3. Si le centre hospitalier universitaire d'Orléans soutient que M. D C n'a pas présenté de réclamation indemnitaire préalable, il résulte de l'instruction que ce dernier a adressé à l'établissement, par l'intermédiaire de son conseil, une demande de cette nature par courrier postal transmis le 16 octobre 2023 et qu'en l'absence de réponse, une décision implicite de rejet est née. Par suite, le contentieux étant lié, la fin de non-recevoir ne peut qu'être écartée.
Sur la demande de provision :
4. Aux termes de l'article R. 541-1 du code de justice administrative : " Le juge des référés peut, même en l'absence d'une demande au fond, accorder une provision au créancier qui l'a saisi lorsque l'existence de l'obligation n'est pas sérieusement contestable. Il peut, même d'office, subordonner le versement de la provision à la constitution d'une garantie ". Pour regarder une obligation comme non sérieusement contestable, il appartient au juge des référés de s'assurer que les éléments qui lui sont soumis par les parties sont de nature à en établir l'existence avec un degré suffisant de certitude. Dans ce cas, le montant de la provision que peut allouer le juge des référés n'a d'autre limite que celle résultant du caractère non sérieusement contestable de l'obligation dont les parties font état. Dans l'hypothèse où l'évaluation du montant de la provision résultant de cette obligation est incertaine, le juge des référés ne doit allouer de provision, le cas échéant assortie d'une garantie, que pour la fraction de ce montant qui lui parait revêtir un caractère de certitude suffisant.
En ce qui concerne l'existence d'une obligation non sérieusement contestable :
5. Aux termes de l'article L. 1142-1 du code de la santé publique : " I. - Hors le cas où leur responsabilité est encourue en raison d'un défaut d'un produit de santé, les professionnels de santé mentionnés à la quatrième partie du présent code, ainsi que tout établissement, service ou organisme dans lesquels sont réalisés des actes individuels de prévention, de diagnostic ou de soins ne sont responsables des conséquences dommageables d'actes de prévention, de diagnostic ou de soins qu'en cas de faute. ".
6. Il résulte de l'instruction, et notamment du rapport du docteur A B désigné par le juge des référés du tribunal, que la mise en place d'un traitement orthopédique plutôt que le recours à un traitement chirurgical, à la suite de la rupture du tendon d'Achille gauche survenue le 5 septembre 2017, est conforme aux données acquises de la science, chacune de ces techniques présentant des avantages et des inconvénients.
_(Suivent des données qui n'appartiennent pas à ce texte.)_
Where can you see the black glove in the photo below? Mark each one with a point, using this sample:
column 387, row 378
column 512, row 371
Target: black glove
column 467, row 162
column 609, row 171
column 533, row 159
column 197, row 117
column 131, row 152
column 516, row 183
Au nombre des complications pouvant résulter de la mise en œuvre d'un traitement orthopédique, l'expert cite l'allongement du tendon et les ruptures itératives, mais indique que, dans le cas de M. D C, lui-même aurait choisi le traitement orthopédique. En revanche, en ce qui concerne la prise en charge de la rupture itérative du tendon d'Achille survenue le 8 novembre 2017 à la suite d'une altercation du requérant avec un autre détenu, et confirmée par une IRM le 13 mars 2018 ainsi qu'une échographie, il résulte du rapport d'expertise que l'indication chirurgicale était alors quasi-indiscutable et que les avis émis les 6 avril et 30 mai 2018 par les deux chirurgiens orthopédistes du centre hospitalier universitaire d'Orléans, en faveur de la poursuite du traitement orthopédique par la prescription d'une talonnette de surélévation et la réalisation d'une rééducation fonctionnelle, ont retardé la récupération fonctionnelle du requérant et ont eu un effet délétère sur le résultat final. Ce retard est ainsi constitutif d'une faute de nature à engager la responsabilité du centre hospitalier universitaire d'Orléans.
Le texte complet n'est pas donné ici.